Em agosto deste ano, a PF instaurou investigação sobre a conduta do deputado após um discurso feito por ele, no dia 14 de agosto, no qual chamou o delegado Fábio Shor de “abusador de autoridade”.
Shor é responsável por investigações ligadas ao ministro Alexandre de Moraes, incluindo o caso da prisão do ex-assessor da Presidência Filipe Martins e a acusação contra o ex-presidente Jair Bolsonaro (PL) de ter se apropriado de presentes destinados ao Estado.
Para a PF, no entanto, Hattem extrapolou o direito à liberdade de expressão e à imunidade parlamentar.
No início de novembro, o líder da oposiçaõ, Rogério Marinho (PL-RN), faz coro às denúncias do deputado do Novo e diz acreditar que a prisão de Filipe Martins foi fundamentada em dados falsos, incluindo a suposta fuga do Brasil no final de 2022.

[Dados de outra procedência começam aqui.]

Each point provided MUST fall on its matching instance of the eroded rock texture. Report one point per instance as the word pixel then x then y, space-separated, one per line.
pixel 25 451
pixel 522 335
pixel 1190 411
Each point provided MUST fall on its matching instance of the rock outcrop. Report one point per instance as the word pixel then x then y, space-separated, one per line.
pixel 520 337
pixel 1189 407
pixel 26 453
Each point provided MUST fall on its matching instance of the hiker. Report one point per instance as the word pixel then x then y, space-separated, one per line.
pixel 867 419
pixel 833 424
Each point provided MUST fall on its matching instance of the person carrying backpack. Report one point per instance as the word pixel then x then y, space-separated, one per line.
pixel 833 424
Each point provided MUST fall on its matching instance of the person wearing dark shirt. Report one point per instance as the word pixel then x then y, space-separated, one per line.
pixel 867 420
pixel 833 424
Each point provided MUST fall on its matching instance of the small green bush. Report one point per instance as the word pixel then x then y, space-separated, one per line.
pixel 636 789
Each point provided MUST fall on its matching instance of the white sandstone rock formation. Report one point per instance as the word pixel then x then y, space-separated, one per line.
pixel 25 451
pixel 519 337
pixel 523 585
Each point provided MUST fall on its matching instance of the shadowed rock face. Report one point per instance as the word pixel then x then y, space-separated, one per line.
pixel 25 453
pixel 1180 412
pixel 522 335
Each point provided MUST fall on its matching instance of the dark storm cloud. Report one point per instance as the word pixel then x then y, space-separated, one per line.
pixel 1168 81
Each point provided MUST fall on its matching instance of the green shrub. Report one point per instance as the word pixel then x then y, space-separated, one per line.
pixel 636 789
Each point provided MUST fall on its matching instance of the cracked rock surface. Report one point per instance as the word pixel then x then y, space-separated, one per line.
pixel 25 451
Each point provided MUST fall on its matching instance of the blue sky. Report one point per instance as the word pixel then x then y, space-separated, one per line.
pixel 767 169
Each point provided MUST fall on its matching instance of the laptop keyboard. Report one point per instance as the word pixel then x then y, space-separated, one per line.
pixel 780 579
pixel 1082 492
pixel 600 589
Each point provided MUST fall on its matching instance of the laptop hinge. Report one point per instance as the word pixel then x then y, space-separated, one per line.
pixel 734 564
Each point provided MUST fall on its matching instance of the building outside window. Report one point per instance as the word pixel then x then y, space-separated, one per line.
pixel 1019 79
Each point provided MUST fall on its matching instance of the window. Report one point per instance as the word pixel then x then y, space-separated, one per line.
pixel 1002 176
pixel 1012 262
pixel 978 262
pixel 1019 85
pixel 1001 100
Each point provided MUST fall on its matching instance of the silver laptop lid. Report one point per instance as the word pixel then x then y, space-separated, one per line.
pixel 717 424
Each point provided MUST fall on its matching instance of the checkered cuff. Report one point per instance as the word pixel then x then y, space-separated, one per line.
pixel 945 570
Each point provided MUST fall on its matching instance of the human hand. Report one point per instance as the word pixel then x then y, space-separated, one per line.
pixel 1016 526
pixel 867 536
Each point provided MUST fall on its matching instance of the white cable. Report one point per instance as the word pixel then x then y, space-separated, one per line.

Segundo o parlamentar, a informação foi “amplamente refutada” por documentos oficiais e geolocalização. À PGR, o senador solicitou uma apuração sobre possíveis infrações cometidas pelo delegado, que podem configurar crime doloso ou, no mínimo, uma grave infração disciplinar.
Com o apoio de parlamentares da oposição ao governo Lula, Hattem e Marinho conversaram com integrantes da PGR para tentar conter o ímpeto da Polícia Federal.
“Apesar de ser eu a vítima, nesse processo principal, eu não considero que a defesa seja minha. A defesa é da democracia”, disse o parlamentar após a reunião com Paulo Gonet.
E acrescentou: “Eu tenho, na verdade, a oportunidade que Deus me deu, e os meus eleitores do estado do Rio Grande do sul, de defender a última trincheira do mandato parlamentar que é o uso da tribuna, sem ter quaisquer receios de retaliação”.